Recently, finance minister, Arun Jaitely in a veiled statement raised a question mark over the desirability of the government continuing to run Air India [AI] with a meager 14% share when private sector occupies an overwhelming 86% of the space.
The statement lends credence to a possibility that the recommendation of Niti Aayog for privatization of AI could be taken on board. But, the ministry of civil aviation does not appear to be too enthusiastic about privatization. It has mooted bringing in a ‘strategic’ partner even while retaining majority control. It believes that the government on its own, is capable of turning around if only the airline is unshackled from its huge debt [currently, over Rs 50,000 crores].
Within a few months, the country will know which way things will move. But, it is important to analyze as to what led the Maharaja [as the airlines is known in common parlance] to its present state. That will also help in looking for the right solutions.
At the outset, it is worth taking note of the ‘generic’ factors applicable to any government undertaking – those are generally responsible for its downfall. These are lack of autonomy to the management in taking decisions, constant interference by political establishment not only in policy matters but also day-to-day functioning, load of operating airlines in financially un-viable areas [e.g. north-east, hilly], excessive manpower and inflated overhead cost [for AI, this includes the cost of generous freebies granted to the political class].

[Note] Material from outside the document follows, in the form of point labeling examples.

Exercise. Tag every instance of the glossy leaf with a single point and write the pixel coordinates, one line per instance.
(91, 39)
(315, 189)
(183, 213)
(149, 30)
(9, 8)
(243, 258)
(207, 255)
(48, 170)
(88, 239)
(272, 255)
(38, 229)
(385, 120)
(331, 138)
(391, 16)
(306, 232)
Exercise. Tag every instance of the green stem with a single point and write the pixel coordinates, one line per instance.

In this case however, there was an additional factor that overshadowed all the aforementioned causes. This one relates to a seriously flawed decision by the then political establishment – about a decade ago – to procure 111 aircrafts [for Rs 70,000 crores] which was around 4 times the requirement of only 28. This by itself was bound to give a crippling blow to the financials of the airlines.

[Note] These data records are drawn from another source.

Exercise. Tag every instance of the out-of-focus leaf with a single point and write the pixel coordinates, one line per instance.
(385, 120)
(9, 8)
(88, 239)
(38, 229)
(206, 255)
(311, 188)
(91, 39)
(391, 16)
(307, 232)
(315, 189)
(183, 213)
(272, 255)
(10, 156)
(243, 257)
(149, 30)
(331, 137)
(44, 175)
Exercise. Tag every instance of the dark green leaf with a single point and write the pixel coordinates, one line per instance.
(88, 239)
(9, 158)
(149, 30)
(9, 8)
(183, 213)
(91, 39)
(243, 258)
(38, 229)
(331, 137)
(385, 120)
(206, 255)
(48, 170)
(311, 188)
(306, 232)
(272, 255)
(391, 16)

When, a company creates a huge liability [aircraft purchases were funded by borrowings from a consortium of banks] with no matching business to put the assets to use, it inevitably leads to an unsustainable situation. The cash generation is bound to be too little vis-à-vis the requirement to amortize the loans. The irony is that then government did nothing to boost utilization of the aircrafts. Far from that, it gave away excessive bilateral seats and profitable routes to foreign/private airlines thereby ensuring that most of these aircrafts sit idle.

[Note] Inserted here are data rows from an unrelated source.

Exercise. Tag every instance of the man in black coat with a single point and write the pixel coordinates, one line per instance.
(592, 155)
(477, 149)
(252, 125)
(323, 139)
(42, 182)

The other flawed decision was merger of Indian Airlines with Air India [2007]. Even as there was little to gain by way of synergies [mergers are normally driven by this logic], the vast differences in the work culture/ethos, compensation packages, age profile of employees of the two entities led to operational inefficiencies thereby compounding losses and increasing debt of the combined entity.
The outcome of all this is pathetic as the airlines is saddled with a debt of about Rs 52,000 crores; this includes Rs 20,000 crores due to acquisition of aircrafts and Rs 32,000 crores as working capital loan. This is despite the erstwhile UPA – dispensation sanctioning a bail-out package of Rs 30,000 crores in 2012; of this, about Rs 24,000 crores has already been given [most of it has been used to fund operational losses even as mountain of debt remains intact].
What is the way forward? Broadly, there are three approaches to address the woes of AI viz. (i) continue the status quo but with more ‘efficient’ and ‘transparent’ governance a la Modi – style; (ii) retain majority control [>50%] with government but induct a ‘strategic’ partner [domestic or foreign who is already in airline business] and (iii) shed majority control – either 100% upfront or keeping some residual shares [e.g. on the lines of divestment in Maruti Udyog Limited].
The first is clearly unworkable. Modi’s dictum of ‘minimum government and maximum governance’ may be good administrative reforms and has indeed delivered in terms of efficient services and no corruption. But, this won’t work in the context of a commercial enterprise. The proof of pudding is in eating. Already, three years under his regime, we have not seen any significant improvement except that AI’s losses have come down somewhat.
Second, carries an instinctive appeal as divestment of a good chunk of shares say, 26% to a ‘strategic’ partner will bring in new technologies, innovations and management practices besides help in extinguishing a portion of debt. But, why would he give so much when the government continues to be in driver’s seat? Add to this accountability to and continuous surveillance by statutory bodies such as Comptroller and Auditor General [CAG], Central Vigilance Commissioner [CVC], Central Bureau of Investigation [CBI] etc. All of this is sufficient ammunition to scare him away.
Third, is a good option. While, divesting majority control to a private player, the government may keep some residual shares to keep a tab on how new owner will be driving things [those may be offloaded at an opportune time to fetch a good price]. Being in the driver’s seat and free from surveillance by watchdogs [CAG/CVC/CBI etc], a private player will have strong incentive to buy and the airline will get all that is needed to give it the required boost.
There is a view that government should sell the airline only after it has erased the debt from its books. This is a bad idea. AI has huge assets including land and real estate [most of it in prime locations] and intangibles such as bilateral and landing rights which command huge premium. Besides, one cannot ignore the value of aircrafts. In short, all assets with right valuations should more than pay for the debt plus generate good value for the buyer.
Hopefully, Team Modi will fully leverage inherent strength of the Maharaja while negotiating a deal and not get carried away by numbers on the balance sheet per se.